Dans ce sens-là, dire : « Que mon destin ait honte, mon destin était mauvais » n’est pas du kufr.
Mais accuser notre Seigneur, qui détermine notre kader selon nos actes, en disant :
« Allah n’aurait pas dû écrire nos mauvaises actions comme mauvaises, Il a mal fait »,
cela serait du kufr.
Cependant, un musulman ne prononcerait jamais une telle parole ; si quelqu’un la dit, ce n’est déjà plus un musulman.
7- Le takfîrî dit : « Dire à un kâfir : “Qu’Allah soit satisfait de toi” est du kufr. »

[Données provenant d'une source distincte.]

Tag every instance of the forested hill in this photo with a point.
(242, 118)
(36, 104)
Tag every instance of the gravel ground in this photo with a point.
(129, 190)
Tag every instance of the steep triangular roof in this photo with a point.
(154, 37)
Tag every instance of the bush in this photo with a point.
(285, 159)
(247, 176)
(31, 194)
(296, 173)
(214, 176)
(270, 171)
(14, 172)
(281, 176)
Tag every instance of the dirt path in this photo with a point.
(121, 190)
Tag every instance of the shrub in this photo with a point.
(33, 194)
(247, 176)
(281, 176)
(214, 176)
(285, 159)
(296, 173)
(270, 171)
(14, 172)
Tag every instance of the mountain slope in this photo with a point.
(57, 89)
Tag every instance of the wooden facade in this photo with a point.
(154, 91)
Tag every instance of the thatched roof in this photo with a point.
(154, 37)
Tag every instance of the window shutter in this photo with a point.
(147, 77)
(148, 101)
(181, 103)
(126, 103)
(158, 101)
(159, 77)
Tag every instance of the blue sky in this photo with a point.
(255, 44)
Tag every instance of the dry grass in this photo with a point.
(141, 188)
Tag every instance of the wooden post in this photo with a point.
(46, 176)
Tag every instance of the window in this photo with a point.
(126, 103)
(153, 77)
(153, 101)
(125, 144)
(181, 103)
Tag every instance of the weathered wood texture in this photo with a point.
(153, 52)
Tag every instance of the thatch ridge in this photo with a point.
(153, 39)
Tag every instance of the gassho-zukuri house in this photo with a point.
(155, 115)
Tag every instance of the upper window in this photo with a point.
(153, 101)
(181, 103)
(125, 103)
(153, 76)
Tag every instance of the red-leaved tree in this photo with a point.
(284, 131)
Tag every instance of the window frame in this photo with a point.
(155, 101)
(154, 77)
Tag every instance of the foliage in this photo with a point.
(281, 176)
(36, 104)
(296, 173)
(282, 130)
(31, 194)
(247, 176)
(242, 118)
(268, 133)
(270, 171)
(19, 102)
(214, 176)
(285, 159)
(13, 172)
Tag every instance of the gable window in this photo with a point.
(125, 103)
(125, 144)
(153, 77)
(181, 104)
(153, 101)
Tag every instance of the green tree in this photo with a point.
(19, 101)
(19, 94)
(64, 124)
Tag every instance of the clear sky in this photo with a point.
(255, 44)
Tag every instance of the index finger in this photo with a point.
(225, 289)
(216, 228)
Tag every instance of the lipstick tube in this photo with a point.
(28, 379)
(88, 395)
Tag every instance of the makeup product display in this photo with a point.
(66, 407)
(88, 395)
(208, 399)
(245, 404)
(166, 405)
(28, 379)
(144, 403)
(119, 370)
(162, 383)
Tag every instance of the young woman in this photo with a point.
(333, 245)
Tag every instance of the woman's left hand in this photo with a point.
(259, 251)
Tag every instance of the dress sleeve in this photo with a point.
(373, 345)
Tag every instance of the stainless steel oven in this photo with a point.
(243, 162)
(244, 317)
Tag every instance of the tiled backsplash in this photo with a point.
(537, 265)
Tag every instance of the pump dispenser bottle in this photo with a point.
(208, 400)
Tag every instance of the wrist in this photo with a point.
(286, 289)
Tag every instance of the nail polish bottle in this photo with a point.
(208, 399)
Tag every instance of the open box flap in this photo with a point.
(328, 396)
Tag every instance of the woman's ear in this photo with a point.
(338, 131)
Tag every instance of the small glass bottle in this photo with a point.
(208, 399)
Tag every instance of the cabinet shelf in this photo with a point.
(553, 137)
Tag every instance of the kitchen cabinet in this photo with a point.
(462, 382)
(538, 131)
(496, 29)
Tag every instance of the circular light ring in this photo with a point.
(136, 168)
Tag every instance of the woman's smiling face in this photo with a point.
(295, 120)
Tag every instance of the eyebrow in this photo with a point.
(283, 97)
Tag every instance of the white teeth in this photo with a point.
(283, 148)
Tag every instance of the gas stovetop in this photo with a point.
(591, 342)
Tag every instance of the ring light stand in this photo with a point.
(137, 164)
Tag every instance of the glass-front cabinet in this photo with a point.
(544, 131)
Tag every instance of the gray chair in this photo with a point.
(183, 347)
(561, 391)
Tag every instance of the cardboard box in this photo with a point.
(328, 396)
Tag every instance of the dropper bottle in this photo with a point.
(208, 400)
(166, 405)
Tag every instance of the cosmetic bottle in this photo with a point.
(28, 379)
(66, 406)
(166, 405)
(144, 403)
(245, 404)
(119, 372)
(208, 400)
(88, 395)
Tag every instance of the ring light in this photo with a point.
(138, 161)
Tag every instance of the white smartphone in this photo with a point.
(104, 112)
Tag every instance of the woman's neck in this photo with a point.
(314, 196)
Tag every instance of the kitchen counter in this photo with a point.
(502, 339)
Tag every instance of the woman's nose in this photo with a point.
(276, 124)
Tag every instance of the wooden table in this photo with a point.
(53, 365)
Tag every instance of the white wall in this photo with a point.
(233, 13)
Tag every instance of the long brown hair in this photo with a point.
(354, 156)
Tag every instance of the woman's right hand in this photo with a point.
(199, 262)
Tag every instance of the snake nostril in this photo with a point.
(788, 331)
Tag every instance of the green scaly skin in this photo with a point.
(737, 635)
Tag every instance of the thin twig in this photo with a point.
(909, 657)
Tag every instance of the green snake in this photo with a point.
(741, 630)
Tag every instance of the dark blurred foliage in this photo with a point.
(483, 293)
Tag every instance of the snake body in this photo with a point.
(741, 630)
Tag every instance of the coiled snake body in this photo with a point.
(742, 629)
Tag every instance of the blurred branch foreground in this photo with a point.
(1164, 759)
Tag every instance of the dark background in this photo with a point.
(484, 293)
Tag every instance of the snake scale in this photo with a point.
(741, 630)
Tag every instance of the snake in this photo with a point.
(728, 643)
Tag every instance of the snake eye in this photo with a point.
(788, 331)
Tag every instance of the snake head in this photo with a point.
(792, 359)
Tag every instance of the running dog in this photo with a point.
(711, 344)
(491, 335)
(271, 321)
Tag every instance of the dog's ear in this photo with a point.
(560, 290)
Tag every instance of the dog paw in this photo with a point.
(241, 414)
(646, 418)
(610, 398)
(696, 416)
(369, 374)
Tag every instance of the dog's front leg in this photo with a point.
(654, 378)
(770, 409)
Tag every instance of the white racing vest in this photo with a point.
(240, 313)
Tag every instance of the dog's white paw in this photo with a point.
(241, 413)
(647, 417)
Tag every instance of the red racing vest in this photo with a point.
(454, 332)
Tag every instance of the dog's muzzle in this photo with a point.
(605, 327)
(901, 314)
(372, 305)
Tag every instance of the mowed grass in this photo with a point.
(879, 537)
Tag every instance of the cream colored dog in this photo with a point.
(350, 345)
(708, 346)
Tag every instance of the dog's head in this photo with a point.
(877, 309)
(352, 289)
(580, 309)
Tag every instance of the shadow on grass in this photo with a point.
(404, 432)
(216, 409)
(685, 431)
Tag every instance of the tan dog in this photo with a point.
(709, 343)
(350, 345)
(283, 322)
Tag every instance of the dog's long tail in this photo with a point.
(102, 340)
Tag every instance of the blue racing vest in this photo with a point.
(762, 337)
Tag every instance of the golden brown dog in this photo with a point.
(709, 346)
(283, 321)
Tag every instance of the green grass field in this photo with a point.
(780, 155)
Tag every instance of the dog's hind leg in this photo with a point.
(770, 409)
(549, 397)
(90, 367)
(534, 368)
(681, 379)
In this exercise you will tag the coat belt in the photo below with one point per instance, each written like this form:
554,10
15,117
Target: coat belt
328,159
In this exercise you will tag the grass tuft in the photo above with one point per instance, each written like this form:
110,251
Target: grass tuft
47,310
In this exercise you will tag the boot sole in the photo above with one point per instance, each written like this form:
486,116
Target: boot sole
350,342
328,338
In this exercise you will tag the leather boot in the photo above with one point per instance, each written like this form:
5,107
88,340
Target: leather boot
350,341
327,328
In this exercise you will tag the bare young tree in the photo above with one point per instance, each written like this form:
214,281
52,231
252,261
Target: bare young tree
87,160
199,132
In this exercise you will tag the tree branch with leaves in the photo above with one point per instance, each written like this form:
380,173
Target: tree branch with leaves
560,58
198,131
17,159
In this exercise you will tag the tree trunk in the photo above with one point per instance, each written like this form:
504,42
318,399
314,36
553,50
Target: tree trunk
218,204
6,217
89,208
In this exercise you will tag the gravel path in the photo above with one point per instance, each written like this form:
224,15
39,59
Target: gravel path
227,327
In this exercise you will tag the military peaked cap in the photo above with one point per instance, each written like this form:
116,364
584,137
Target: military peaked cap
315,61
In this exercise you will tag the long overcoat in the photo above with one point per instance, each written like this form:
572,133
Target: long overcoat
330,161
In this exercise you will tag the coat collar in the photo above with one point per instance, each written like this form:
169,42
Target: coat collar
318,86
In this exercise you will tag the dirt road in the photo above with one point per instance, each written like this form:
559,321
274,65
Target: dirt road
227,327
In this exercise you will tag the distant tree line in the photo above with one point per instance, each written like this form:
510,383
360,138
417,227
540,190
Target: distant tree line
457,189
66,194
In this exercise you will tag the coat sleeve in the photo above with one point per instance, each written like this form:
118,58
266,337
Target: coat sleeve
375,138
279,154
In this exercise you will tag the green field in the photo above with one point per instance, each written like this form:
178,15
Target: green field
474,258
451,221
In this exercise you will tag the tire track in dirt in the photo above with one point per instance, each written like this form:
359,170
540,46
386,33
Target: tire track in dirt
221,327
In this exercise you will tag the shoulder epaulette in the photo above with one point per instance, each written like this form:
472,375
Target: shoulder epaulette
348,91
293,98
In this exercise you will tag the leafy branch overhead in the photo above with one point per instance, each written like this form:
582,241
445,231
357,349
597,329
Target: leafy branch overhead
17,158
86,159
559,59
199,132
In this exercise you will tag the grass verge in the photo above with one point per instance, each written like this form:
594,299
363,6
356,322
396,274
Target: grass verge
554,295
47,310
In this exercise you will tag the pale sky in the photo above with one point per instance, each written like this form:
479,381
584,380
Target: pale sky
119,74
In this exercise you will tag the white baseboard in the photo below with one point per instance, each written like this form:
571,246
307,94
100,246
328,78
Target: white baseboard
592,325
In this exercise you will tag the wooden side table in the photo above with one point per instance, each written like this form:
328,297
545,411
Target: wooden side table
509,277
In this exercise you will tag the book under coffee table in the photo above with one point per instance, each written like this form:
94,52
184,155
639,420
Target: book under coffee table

RÉPONSE : On ne fait pas de du‘â pour un kâfir, on ne lui donne pas le salâm, mais en cas de besoin, si l’on dit : « qu’Allah soit satisfait de toi », cela veut dire :
« Qu’Allah te mette dans un état dont Il sera satisfait. »
On fait des du‘â pour la hidâya (guidée) du kâfir. En cas de besoin, on lui donne aussi le salâm. Le salâm est lui aussi une du‘â. Il a aussi le sens de : « Qu’Allah soit satisfait de toi. »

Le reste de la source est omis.